00:18:39 The Revenue Recovery Agent focuses on re-engaging leads who have dropped off during a complex customer journey. For an education consulting company, this agent automatically sends personalized WhatsApp messages to students who haven't responded after taking an in-person test. Messages include test score breakdowns, suggested improvements, or even connections to successful students with similar profiles, incentivizing re-engagement. This agent is ideal for businesses with high drop-off rates in multi-step sales processes or high-ticket purchases, where leads might otherwise go unaddressed due to limited staff time or lack of systematic follow-up. This system is effective because personalized messages on private channels like WhatsApp create an illusion of human interaction, leveraging human nature to elicit a response.

Commerce Agent for Guided Purchases

00:32:00 The Commerce Agent streamlines the purchase cycle, especially for complex or custom orders, by recommending products and guiding customers through transactions.
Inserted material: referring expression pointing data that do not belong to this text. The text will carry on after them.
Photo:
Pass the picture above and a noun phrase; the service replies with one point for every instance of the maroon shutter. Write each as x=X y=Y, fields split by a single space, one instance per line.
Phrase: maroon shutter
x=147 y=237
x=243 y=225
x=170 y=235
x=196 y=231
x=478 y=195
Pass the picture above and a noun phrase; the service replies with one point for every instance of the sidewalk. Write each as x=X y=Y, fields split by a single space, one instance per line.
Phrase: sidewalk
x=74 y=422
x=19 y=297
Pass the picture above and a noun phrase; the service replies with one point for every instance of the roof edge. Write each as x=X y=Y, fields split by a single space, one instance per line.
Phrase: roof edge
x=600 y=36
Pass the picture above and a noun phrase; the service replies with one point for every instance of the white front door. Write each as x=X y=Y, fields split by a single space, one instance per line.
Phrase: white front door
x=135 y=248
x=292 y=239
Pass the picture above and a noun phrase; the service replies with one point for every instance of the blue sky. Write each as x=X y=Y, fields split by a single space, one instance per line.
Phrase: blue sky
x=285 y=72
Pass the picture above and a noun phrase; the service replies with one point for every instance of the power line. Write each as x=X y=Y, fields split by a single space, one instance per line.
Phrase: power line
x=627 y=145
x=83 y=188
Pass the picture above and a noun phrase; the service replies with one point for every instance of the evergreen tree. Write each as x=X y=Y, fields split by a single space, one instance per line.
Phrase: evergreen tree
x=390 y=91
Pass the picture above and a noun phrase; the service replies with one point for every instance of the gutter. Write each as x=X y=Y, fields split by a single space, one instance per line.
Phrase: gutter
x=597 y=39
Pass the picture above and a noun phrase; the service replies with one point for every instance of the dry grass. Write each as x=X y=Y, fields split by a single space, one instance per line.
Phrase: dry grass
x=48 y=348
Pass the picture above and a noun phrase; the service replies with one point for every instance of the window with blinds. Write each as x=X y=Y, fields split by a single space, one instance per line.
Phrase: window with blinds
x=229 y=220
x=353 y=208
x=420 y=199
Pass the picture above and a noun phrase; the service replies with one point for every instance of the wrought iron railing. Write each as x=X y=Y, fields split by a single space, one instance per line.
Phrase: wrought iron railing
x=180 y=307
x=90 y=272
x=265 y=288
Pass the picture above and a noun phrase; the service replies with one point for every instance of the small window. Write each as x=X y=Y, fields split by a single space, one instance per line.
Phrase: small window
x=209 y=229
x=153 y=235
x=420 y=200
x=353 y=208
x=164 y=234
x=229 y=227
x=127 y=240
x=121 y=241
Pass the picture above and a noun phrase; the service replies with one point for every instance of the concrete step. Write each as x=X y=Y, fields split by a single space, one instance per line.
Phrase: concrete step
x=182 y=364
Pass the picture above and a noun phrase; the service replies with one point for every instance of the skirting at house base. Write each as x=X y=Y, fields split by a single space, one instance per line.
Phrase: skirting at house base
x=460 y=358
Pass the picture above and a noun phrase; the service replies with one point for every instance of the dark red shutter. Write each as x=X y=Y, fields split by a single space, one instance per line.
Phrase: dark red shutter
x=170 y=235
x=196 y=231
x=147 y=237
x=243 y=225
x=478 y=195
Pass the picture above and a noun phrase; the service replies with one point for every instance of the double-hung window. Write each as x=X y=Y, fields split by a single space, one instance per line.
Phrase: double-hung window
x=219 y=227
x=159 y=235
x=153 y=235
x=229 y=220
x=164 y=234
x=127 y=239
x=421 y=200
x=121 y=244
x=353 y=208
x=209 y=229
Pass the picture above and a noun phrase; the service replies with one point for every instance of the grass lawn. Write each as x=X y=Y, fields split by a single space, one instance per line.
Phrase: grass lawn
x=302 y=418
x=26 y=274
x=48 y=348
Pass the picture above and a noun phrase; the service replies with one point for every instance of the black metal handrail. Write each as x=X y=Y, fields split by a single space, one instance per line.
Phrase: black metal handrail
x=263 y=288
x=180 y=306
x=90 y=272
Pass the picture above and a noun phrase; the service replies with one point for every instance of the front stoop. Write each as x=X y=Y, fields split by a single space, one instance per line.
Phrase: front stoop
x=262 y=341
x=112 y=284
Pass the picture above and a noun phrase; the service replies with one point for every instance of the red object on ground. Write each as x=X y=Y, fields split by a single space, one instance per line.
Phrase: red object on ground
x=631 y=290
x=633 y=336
For a restaurant chain handling catering orders, the agent can process inquiries with variables like budget, number of people, dietary restrictions, and location. It recommends specific catering packages, calculates costs, and identifies the closest franchise location. The agent's backend uses Superbase Edge Functions for custom code, including location-based services (OpenCage API) and complex food recommendation algorithms. Future developments include loyalty programs to track ordering patterns and personalized offers, with payment deposit collection and automated payment links via CRM integration being the next steps for a complete end-to-end service.